A common recommendation we have when designing Enterprise Content Management systems is the use of multiple environments.  I am referring the use of Development, Test, and/or QA environments to complement a Production environment.  There are many advantages to deploying systems with multiple environments, and I would like to discuss the role of multiple environments and the advantages to implementing them for your ECM system.

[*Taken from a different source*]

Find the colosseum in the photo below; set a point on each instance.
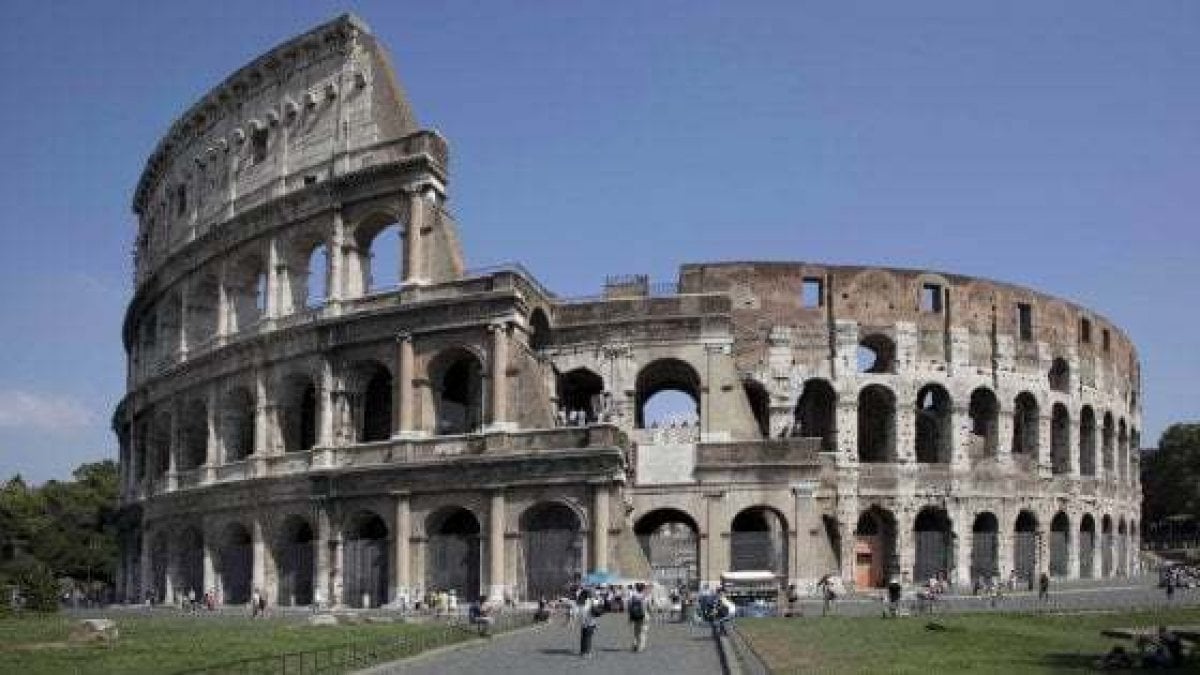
(307, 418)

Depending on the size and complexity of the solution different supporting environments are recommended.  For, example with a smaller departmental level solution with little or no custom development, it is common to only recommend one supporting environment used for development and testing.  Now let’s take another example where a customer has an enterprise level ECM system with custom development and a requirement for minimal system downtime.  The following is a common layout for this type of system:

  • Development Environment – Used for custom development and preparation for testing changes to the ECM system.  This environment is usually much smaller than the Production Environment and is commonly running on virtual servers/machines.
  • Test Environment – Used for end to end testing of changes to the system.  Changes are certified in this environment prior to moving to the QA or Production.  This environment is usually smaller than Production, but it is imperative that the functionality is consistent to ensure proper testing and certification of the changes.
  • Quality Assurance Environment – This environment serves a couple of purposes and it closely mirrors the architecture of the Production Environment.  Performance load testing and client acceptance are performed in this environment.  In some instances, this environment can also serve as a disaster recovery environment in the event of a Production outage.
  • Production Environment – Used for the ECM Production System.

This environment configuration is representative of a common layout for multiple environments, but depending on the organization and solution it can vary.  The ECM solution architects play a valuable role in recommending the optimal configuration.  At ImageSource, we have extensive knowledge and experience with ECM architecture and take a great deal of pride in designing the correct layout for the customer and the solution.